Another major challenge in health care delivery systems as stated by the Association of Academic Health Centers (2008) is public disillusionment with service providers. Grumbach et al (2001, 394) point out greed and waste as the main reasons as to why the public is dissatisfied with how health services are being provided today. The public is tired of having to pay high costs for health only to get under quality services because of maybe of lack of workforce or unskilled practitioners. Those managing health institutions are usually known to be concerned about workforce shortages not considering that sometimes the workforce might have too many practitioners of similar status. That is probably the reason why there are times when the demand for health service is slightly lower than the supply of the service (Buerhaus et al 2009, 661).

All senior managers should show their willingness and commitment to providing the public with good and quality health care services. They are obligated to ensure that even their juniors are aware of their principles and goals so that they can work together to ensure that they meet their target consumer satisfaction. Those health service providers who understand that there are impacts of having quality health care services provided to their consumers will have great advantages in the future. Healthcare systems are advised to make efforts in trying to understand what implication good service delivery and meeting of service demand have in the growth of the health care sector.

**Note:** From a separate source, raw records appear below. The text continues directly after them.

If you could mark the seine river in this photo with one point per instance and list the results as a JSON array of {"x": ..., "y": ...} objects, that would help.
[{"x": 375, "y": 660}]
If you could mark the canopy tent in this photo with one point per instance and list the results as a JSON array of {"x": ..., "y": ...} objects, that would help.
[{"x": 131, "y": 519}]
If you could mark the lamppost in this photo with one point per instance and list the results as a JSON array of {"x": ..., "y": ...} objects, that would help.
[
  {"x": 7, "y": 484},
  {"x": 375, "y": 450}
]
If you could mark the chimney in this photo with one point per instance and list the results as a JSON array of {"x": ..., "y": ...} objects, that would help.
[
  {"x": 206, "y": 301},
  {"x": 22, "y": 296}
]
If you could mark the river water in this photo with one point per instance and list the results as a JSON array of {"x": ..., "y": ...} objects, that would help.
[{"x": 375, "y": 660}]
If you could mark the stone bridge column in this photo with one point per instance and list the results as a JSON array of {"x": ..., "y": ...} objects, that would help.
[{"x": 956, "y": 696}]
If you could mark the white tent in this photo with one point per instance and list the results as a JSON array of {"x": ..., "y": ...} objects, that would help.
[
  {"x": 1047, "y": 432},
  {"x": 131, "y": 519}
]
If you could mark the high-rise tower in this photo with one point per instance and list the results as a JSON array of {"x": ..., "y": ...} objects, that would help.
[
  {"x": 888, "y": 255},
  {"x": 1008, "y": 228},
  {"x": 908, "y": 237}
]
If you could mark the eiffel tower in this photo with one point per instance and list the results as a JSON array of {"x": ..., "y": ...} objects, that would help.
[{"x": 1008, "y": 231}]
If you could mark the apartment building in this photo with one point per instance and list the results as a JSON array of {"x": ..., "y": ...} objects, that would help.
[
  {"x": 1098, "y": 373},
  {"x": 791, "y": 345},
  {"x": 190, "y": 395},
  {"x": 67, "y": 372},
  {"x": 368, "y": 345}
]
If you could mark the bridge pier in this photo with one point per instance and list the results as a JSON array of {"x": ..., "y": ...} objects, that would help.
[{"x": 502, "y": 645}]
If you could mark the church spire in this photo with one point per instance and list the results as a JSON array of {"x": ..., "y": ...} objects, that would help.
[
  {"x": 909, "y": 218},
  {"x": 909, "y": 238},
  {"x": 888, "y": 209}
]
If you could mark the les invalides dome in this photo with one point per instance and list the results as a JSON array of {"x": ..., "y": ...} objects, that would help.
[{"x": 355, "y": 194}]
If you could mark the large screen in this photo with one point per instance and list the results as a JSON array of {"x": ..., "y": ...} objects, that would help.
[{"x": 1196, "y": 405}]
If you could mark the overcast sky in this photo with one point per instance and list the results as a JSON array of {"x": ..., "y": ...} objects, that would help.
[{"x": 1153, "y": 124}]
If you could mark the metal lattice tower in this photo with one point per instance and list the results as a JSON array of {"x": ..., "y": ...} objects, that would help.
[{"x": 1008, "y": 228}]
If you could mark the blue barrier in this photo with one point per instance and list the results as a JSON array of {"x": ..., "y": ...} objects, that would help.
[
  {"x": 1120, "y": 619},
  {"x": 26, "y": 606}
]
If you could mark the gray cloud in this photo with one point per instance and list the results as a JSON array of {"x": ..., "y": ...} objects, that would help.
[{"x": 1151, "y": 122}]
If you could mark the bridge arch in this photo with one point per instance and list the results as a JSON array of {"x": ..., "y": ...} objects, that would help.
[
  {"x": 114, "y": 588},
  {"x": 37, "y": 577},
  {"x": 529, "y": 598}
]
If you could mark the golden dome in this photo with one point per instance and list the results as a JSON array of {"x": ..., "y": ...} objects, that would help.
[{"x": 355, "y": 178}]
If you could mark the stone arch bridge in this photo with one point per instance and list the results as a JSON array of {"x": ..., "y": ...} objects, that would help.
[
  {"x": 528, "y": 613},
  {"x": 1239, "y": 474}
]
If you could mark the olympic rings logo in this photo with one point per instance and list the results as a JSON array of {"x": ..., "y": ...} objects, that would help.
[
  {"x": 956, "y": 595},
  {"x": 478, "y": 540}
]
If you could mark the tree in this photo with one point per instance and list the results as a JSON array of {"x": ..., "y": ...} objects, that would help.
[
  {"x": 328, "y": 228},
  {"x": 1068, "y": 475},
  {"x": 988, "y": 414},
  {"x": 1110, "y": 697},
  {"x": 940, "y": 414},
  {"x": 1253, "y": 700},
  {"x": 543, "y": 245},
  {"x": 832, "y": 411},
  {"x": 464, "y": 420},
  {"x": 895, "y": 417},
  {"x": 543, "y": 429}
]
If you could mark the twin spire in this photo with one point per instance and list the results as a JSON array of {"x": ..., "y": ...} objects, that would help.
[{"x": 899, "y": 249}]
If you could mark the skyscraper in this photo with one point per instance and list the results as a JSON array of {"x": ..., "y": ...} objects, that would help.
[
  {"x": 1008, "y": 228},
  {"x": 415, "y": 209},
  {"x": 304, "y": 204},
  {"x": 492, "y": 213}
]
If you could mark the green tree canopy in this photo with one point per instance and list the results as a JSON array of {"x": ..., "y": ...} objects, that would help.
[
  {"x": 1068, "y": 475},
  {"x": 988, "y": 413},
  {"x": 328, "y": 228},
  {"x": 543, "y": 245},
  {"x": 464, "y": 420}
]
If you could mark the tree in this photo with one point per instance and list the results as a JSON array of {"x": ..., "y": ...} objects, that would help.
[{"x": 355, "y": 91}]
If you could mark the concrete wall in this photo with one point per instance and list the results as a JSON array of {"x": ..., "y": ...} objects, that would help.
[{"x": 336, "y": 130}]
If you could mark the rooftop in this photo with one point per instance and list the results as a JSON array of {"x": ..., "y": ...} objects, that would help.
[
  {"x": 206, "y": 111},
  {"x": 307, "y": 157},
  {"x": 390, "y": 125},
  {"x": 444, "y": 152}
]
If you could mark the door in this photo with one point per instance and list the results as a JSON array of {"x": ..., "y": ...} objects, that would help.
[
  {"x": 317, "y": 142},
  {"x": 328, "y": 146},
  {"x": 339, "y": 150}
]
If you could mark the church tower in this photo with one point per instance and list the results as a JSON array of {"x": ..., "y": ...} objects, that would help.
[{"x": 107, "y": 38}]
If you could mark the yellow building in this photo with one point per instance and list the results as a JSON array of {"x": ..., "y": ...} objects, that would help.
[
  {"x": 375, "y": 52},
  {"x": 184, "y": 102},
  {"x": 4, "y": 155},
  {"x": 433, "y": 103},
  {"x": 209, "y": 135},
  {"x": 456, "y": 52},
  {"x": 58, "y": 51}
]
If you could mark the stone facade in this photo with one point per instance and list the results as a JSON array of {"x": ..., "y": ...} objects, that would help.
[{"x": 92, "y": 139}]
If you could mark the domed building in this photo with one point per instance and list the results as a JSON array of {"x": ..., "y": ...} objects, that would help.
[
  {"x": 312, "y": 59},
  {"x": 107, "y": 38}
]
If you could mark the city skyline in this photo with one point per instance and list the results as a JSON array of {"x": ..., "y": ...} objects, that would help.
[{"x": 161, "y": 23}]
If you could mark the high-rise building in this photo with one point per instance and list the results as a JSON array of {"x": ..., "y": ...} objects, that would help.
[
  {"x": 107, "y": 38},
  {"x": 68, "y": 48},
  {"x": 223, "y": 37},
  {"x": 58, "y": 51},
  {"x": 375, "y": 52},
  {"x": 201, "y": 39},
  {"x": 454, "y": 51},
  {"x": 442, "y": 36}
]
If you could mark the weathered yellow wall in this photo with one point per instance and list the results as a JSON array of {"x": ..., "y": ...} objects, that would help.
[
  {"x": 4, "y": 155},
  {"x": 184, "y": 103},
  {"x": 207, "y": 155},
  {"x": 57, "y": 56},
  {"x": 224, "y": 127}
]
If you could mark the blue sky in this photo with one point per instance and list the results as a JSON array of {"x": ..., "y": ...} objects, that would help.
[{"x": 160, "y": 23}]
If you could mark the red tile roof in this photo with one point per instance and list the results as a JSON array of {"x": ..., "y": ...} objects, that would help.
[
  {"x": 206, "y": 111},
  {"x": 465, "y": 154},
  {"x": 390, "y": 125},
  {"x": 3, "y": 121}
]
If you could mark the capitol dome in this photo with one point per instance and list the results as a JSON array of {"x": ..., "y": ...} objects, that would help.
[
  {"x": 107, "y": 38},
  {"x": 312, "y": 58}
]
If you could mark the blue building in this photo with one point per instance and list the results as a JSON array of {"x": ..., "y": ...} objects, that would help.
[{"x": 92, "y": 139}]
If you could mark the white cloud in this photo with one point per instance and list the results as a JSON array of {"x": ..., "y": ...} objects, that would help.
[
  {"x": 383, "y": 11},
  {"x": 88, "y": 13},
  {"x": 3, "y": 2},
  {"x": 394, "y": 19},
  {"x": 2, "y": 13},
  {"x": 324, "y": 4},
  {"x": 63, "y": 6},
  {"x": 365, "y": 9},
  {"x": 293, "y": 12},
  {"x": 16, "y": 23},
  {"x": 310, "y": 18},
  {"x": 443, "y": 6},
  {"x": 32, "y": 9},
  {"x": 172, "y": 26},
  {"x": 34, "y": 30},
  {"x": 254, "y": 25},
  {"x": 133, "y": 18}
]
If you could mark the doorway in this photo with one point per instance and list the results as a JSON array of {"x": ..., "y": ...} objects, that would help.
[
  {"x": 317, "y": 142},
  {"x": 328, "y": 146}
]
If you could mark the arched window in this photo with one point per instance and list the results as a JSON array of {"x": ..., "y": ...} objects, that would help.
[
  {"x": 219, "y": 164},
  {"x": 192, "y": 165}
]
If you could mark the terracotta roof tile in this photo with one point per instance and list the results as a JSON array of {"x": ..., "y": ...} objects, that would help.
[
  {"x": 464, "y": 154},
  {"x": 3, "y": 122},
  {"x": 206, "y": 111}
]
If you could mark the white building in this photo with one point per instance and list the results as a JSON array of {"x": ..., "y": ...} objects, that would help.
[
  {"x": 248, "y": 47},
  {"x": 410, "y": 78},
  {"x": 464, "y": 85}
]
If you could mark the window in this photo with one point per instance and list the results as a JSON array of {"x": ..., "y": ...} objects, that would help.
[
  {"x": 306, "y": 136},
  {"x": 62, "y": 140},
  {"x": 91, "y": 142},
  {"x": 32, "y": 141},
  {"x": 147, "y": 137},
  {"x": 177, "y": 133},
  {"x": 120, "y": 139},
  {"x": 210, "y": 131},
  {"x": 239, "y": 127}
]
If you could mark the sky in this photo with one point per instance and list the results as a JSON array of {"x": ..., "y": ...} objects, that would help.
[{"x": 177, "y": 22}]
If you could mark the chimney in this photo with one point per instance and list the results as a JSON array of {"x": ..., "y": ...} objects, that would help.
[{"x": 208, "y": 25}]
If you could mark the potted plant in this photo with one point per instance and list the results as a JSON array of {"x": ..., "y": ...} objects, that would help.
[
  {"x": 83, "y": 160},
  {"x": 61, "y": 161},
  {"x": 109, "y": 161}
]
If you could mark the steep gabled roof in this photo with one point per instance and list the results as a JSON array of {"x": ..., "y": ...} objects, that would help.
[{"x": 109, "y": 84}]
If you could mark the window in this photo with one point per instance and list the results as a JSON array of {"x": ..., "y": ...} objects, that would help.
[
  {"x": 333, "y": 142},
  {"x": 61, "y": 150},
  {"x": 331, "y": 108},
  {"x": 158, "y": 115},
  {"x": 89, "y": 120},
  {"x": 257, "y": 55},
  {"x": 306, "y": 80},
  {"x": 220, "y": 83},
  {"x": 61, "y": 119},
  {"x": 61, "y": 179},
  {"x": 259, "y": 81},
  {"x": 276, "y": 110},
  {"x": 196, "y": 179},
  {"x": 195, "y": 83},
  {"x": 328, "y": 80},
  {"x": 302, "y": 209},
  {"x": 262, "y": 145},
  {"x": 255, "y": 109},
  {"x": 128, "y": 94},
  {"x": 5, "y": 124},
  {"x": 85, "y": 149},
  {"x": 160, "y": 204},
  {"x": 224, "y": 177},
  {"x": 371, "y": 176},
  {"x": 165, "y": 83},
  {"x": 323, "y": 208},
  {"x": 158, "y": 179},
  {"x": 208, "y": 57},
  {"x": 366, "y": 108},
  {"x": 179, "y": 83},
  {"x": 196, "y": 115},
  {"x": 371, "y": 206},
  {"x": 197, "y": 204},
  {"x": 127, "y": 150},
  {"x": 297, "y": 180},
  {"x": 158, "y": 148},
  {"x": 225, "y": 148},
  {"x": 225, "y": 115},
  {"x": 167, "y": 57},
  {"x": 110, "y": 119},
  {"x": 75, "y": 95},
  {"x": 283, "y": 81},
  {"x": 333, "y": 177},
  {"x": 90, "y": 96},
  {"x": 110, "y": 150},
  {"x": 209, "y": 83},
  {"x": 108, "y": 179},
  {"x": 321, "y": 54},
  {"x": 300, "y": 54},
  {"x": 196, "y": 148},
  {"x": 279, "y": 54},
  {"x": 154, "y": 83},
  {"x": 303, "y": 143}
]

Healthcare providers need to employ measures that would help in reducing gaps or oversupply both at the three levels; local (institutional), national, and international. This approach calls for major reforms in the sector, such as increasing the process of decentralization and making more decisions that involve the communities at the local level, also by transforming the supply-demand funds this is the money that extends for those that need beneficiaries, and also using public and private competition as a way to deliver defined basic health services to satisfy the demand of the patients. The effectiveness of health care services always depends on the extent to which the needs and priorities of the individuals and local communities are satisfied.